17 de fevereiro de 2011 | 12h26

O comando do Palmeiras precisa urgente de se entender. Mustafá Contursi pede em público o rompimento do contrato entre o clube e a WTorre, empreiteira que vai construir a Arena Palestra Itália. Do outro lado, o presidente Arnaldo Tirone, com um pé atrás, não pensa em uma ação tão radical assim. Garante apenas que examina, com ajuda de advogados, o contrato com a construtora.
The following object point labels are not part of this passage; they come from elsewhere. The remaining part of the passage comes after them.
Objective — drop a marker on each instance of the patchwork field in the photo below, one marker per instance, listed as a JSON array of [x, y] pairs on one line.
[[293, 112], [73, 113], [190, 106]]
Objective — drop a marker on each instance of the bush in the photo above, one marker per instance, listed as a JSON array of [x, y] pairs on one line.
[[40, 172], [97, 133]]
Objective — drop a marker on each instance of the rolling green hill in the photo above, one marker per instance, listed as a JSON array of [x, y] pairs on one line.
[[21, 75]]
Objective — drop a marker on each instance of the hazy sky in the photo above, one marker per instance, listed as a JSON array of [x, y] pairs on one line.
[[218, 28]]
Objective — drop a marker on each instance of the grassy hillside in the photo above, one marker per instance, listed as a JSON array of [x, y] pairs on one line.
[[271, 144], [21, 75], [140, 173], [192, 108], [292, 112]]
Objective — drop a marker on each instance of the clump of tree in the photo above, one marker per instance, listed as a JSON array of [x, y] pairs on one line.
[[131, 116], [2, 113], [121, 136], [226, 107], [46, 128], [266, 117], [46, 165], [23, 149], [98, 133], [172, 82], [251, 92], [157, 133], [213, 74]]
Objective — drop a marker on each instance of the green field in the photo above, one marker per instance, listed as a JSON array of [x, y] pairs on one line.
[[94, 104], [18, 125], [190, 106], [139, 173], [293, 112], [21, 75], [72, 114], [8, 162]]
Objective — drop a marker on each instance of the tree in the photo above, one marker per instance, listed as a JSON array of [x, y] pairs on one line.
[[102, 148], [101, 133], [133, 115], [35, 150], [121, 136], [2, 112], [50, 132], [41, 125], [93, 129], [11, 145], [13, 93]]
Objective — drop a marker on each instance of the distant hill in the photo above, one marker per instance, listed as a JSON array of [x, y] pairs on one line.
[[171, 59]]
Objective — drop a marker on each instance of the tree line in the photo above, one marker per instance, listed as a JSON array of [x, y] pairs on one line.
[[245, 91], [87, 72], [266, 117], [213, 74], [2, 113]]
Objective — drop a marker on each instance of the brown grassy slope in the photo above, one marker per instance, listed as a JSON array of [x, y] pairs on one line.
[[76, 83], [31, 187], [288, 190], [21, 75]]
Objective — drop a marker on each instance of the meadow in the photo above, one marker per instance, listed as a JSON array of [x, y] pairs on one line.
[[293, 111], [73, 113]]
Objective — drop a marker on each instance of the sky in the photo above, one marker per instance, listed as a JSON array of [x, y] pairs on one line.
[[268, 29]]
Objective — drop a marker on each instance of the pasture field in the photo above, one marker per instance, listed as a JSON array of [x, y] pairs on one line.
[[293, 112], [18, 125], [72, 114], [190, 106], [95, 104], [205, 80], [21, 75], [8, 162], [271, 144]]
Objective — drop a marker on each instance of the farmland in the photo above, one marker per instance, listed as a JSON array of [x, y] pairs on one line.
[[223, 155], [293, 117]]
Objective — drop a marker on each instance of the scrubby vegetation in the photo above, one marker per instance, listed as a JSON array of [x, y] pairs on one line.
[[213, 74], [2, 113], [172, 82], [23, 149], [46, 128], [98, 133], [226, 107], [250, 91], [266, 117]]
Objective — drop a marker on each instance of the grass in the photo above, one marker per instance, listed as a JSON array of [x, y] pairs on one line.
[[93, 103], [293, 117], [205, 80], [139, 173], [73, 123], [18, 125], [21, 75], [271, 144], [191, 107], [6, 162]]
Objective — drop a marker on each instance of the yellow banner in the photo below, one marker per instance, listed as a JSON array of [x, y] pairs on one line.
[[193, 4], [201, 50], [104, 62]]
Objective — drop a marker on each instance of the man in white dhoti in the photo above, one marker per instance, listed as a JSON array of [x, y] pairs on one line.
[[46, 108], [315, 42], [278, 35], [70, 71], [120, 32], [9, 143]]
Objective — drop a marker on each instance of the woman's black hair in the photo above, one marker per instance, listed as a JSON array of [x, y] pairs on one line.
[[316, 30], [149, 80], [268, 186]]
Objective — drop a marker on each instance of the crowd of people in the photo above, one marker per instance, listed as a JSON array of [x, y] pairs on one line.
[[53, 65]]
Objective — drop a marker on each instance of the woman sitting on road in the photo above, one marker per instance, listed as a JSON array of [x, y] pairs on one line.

Mas adianta que não se tem muito o que fazer: ou se constrói a nova arena ou rompe o contrato e reconstrói o Palestra Itália.

Tirone tem razão. A WTorre já demoliu cerca de 80% do velho Palestra. Só a carcaça está de pé. Não dá mais para voltar atrás. E, se por acaso, o Palmeiras romper com a WTorre quem vai bancar a a reconstrução do velho Palestra? Voltaria toda aquela ladainha de trâmites legais, alvarás e licenças do poder público.

Enquanto isso, o Corinthians consegue isenção fiscal da Prefeitura para erguer o Itaquerão. Sem a cobrança total dos impostos (IPTU, ISS e ITIB), amplia o leque de empresas interessadas em investir no estádio corintiano para a abertura da Copa de 2014. O Palmeiras não teve esse privilégio da Prefeitura.